Her dad had smiled at his pride and joy. She was so very good at helping him to grasp the way things worked in these modern times, and it was apparent Bruce had been cut from the same cloth.

“I’ll tell you how much I want Julia as my chief legal officer,” he had said, pausing just a second for effect. “I want you to know I’ve left the wife and kids in Perth to share a life with Julia in Melbourne.”

THE Bruce thing had not worked out, although the new bathroom, front fence and other renovations to Julia’s modest home remained cherished and practical mementoes of the love that might have been. Now it was Craig’s turn to pass paternal muster, and Julia reached once more for her swain's sweaty palm, but this time it was not there.

As the door opened she turned and saw that Craig had stepped back a metre or two, rolled up his trouser legs and placed upon his head a handkerchief knotted at all four corners. She had told him how her folks brought with them in the family’s ten-quid suitcases many of the Mother Country’s cultural customs and funny little ethnic ways, and this was Craig’s attempt to cross the divide of otherness.

Craig was twitching now, surrendering to the convulsive spasms she recognised as his notion of dancing, clearing his throat for what became a song that rose, bass and brave, from that cute little tubby-bubby paunch below his diaphragm.

"Men of Harlech, stop your dreaming,
"Can’t you see their spearpoints gleaming…"

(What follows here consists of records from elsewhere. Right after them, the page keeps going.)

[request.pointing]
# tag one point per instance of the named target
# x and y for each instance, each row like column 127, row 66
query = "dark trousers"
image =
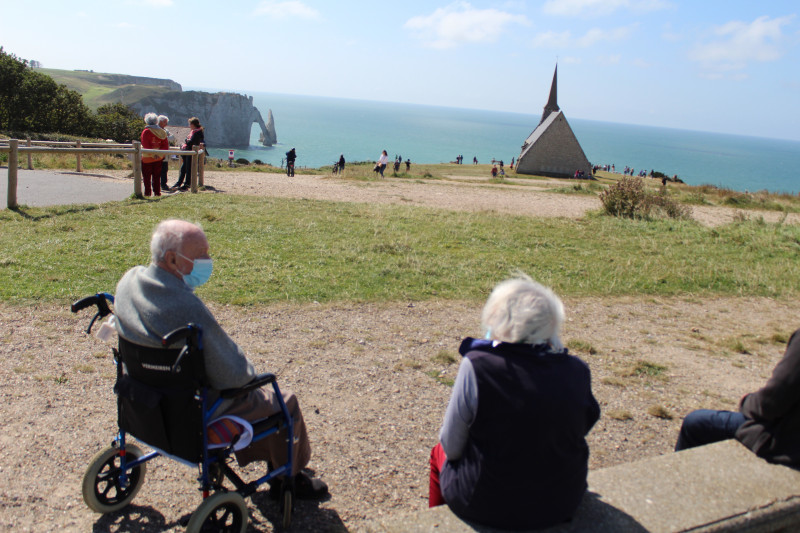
column 705, row 426
column 164, row 167
column 150, row 176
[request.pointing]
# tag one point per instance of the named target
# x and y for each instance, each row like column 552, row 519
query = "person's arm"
column 460, row 412
column 782, row 391
column 226, row 364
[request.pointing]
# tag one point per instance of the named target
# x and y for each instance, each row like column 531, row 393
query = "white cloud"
column 600, row 7
column 609, row 60
column 286, row 9
column 157, row 3
column 735, row 44
column 552, row 39
column 460, row 23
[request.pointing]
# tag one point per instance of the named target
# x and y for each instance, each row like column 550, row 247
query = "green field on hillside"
column 269, row 250
column 98, row 88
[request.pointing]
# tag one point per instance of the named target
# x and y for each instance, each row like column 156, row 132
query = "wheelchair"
column 164, row 401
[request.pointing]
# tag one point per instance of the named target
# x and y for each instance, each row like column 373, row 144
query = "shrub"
column 628, row 198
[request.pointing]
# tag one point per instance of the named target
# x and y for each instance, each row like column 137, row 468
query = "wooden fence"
column 135, row 151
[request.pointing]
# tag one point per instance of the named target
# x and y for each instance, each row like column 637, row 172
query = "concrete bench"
column 716, row 488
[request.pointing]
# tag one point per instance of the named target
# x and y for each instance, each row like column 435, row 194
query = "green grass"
column 269, row 250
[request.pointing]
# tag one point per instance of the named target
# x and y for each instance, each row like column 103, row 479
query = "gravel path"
column 368, row 377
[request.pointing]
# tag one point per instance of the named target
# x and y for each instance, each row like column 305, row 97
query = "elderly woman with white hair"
column 153, row 137
column 512, row 451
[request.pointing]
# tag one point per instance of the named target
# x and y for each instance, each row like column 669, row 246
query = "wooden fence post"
column 13, row 156
column 194, row 168
column 137, row 169
column 201, row 166
column 78, row 157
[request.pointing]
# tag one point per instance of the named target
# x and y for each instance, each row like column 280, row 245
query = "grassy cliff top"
column 98, row 88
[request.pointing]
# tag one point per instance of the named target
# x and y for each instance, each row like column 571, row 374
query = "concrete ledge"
column 718, row 488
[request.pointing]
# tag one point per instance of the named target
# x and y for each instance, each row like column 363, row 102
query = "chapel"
column 552, row 149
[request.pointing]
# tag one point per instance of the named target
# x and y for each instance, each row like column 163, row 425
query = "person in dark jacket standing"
column 768, row 420
column 512, row 451
column 195, row 137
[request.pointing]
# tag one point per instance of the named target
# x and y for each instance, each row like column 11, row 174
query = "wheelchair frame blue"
column 194, row 346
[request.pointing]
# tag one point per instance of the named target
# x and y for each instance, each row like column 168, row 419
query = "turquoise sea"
column 322, row 128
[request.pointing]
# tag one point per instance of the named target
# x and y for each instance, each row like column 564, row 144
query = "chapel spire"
column 552, row 102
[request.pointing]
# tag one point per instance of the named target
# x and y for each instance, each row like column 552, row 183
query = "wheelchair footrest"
column 262, row 426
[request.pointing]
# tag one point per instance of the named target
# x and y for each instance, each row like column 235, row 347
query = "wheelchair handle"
column 193, row 333
column 101, row 300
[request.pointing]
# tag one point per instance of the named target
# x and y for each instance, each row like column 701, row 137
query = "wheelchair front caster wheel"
column 102, row 490
column 225, row 512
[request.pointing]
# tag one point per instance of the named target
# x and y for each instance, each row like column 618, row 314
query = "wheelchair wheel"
column 287, row 502
column 225, row 512
column 102, row 491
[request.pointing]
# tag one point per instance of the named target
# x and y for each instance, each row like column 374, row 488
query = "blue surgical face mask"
column 201, row 271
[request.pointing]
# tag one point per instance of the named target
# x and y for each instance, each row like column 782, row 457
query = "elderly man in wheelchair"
column 170, row 342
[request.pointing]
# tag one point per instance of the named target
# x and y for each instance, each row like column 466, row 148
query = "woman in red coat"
column 153, row 137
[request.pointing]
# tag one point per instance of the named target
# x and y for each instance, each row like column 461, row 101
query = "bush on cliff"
column 31, row 101
column 628, row 198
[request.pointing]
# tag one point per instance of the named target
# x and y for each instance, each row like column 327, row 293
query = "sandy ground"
column 462, row 193
column 368, row 377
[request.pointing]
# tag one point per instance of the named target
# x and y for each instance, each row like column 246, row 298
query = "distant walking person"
column 383, row 160
column 291, row 155
column 195, row 137
column 163, row 120
column 153, row 138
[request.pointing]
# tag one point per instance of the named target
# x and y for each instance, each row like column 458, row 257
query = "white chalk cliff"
column 226, row 117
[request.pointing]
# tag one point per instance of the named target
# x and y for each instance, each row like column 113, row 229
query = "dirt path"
column 369, row 376
column 462, row 193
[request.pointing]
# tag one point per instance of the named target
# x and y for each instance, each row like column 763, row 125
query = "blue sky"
column 710, row 65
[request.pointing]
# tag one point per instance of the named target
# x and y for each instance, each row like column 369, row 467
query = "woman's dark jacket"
column 526, row 461
column 772, row 429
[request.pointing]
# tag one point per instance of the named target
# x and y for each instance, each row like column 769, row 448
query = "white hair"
column 169, row 236
column 519, row 310
column 151, row 119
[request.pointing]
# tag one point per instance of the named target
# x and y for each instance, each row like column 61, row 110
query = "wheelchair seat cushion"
column 224, row 429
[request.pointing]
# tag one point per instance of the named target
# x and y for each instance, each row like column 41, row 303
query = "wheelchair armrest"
column 258, row 382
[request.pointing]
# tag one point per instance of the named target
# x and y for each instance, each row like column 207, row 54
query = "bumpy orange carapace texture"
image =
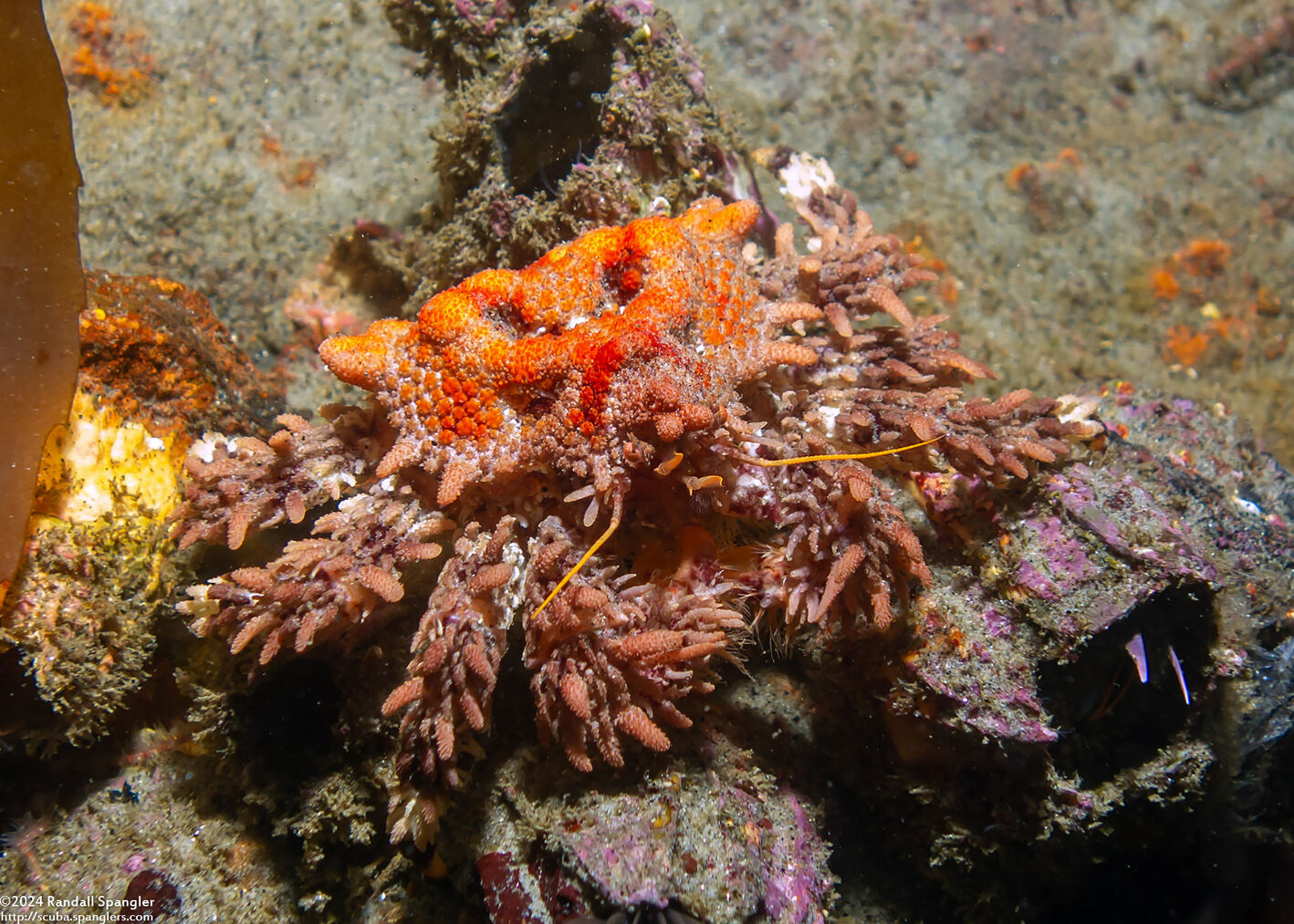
column 640, row 442
column 642, row 325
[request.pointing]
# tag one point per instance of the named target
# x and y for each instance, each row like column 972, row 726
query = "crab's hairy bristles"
column 584, row 559
column 841, row 457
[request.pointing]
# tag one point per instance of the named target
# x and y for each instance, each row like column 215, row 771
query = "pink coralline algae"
column 629, row 451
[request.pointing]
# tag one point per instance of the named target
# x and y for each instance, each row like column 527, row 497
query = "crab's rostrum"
column 627, row 395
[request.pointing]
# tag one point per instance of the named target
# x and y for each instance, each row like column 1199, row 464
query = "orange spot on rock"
column 1204, row 256
column 1185, row 345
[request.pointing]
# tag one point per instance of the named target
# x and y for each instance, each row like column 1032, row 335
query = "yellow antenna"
column 584, row 559
column 840, row 457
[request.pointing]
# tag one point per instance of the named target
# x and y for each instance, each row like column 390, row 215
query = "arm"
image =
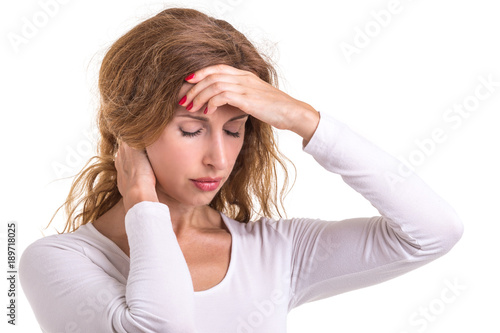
column 69, row 291
column 72, row 287
column 416, row 226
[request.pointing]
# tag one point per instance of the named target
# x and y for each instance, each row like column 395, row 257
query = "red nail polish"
column 183, row 99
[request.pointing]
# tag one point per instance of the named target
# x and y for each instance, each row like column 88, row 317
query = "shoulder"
column 58, row 248
column 288, row 229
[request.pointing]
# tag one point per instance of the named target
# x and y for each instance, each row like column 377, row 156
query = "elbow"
column 450, row 232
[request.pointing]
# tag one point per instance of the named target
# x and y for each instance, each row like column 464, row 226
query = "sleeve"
column 69, row 292
column 416, row 225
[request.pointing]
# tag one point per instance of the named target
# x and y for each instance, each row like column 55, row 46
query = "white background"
column 394, row 91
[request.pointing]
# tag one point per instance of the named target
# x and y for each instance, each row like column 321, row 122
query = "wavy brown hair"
column 139, row 80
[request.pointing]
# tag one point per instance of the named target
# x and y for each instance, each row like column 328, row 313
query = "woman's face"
column 196, row 153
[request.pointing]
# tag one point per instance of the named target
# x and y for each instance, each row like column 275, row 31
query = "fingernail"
column 183, row 99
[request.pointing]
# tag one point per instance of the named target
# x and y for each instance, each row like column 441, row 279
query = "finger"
column 228, row 97
column 209, row 92
column 220, row 68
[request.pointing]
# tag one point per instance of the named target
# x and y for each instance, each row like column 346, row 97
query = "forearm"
column 304, row 120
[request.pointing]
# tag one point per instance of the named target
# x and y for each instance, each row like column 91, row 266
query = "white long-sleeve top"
column 83, row 282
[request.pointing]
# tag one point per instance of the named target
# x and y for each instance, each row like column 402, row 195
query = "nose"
column 216, row 152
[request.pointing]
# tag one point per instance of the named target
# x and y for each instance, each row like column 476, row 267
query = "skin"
column 163, row 171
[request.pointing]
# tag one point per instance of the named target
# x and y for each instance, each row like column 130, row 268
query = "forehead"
column 225, row 111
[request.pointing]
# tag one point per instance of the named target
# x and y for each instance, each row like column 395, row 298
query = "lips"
column 207, row 184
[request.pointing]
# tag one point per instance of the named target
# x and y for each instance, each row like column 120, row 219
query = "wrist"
column 136, row 195
column 306, row 122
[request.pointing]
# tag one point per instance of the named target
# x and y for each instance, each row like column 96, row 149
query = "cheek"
column 168, row 160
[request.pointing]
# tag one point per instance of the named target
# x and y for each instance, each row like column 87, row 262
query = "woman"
column 166, row 239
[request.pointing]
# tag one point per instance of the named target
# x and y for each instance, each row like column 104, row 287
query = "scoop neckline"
column 219, row 285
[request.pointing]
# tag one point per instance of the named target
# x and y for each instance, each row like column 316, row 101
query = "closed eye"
column 198, row 132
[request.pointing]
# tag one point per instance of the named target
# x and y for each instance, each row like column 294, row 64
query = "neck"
column 185, row 219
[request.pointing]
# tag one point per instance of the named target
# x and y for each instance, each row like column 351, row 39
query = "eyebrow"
column 187, row 115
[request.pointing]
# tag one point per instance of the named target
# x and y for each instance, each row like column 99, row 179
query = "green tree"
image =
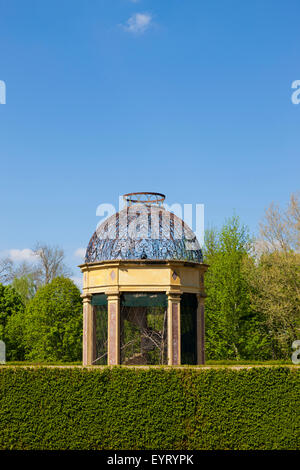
column 274, row 275
column 53, row 323
column 233, row 329
column 25, row 287
column 11, row 311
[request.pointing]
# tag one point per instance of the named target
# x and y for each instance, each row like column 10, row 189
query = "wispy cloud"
column 138, row 23
column 80, row 252
column 21, row 255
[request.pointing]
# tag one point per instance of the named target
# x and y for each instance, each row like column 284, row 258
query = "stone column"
column 113, row 305
column 174, row 339
column 200, row 330
column 89, row 332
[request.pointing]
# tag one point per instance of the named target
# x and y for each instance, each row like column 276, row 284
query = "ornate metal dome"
column 144, row 230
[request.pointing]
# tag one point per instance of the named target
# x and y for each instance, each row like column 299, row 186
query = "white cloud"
column 22, row 255
column 138, row 23
column 80, row 253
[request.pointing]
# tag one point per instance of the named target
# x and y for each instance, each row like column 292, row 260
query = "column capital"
column 112, row 295
column 174, row 296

Craig was bellowing, but she could just catch her father’s words.

“Your new bloke is an idiot,” he said.

“No denying it, Dad, but he has the makings of a fine Cabinet minister – and he really does love me.”

“Has he left a wife and kids in Perth as well?”

“No, Dad. In Brisbane.”

The father nodded and once again he smiled. It was wonderful to have a daughter who could see virtue when others might not, the girl who had swotted those uni courses devoted to personal entitlement and the right of a modern woman to make her way to the top of the machine by any means necessary, as so many men before her had done.

He didn’t understand it, the new rules that made black into white and ambition the trump of honesty.

But what he did understand was that Julia understood the new world's new rules and he admired the grace with which she had made honesty, fidelity and truth the subordinate satellites of ambition.

He could never be ashamed of someone who had made herself the mistress of such a thoroughly alien universe.

No, he would never be ashamed. And woe betide anyone who said otherwise.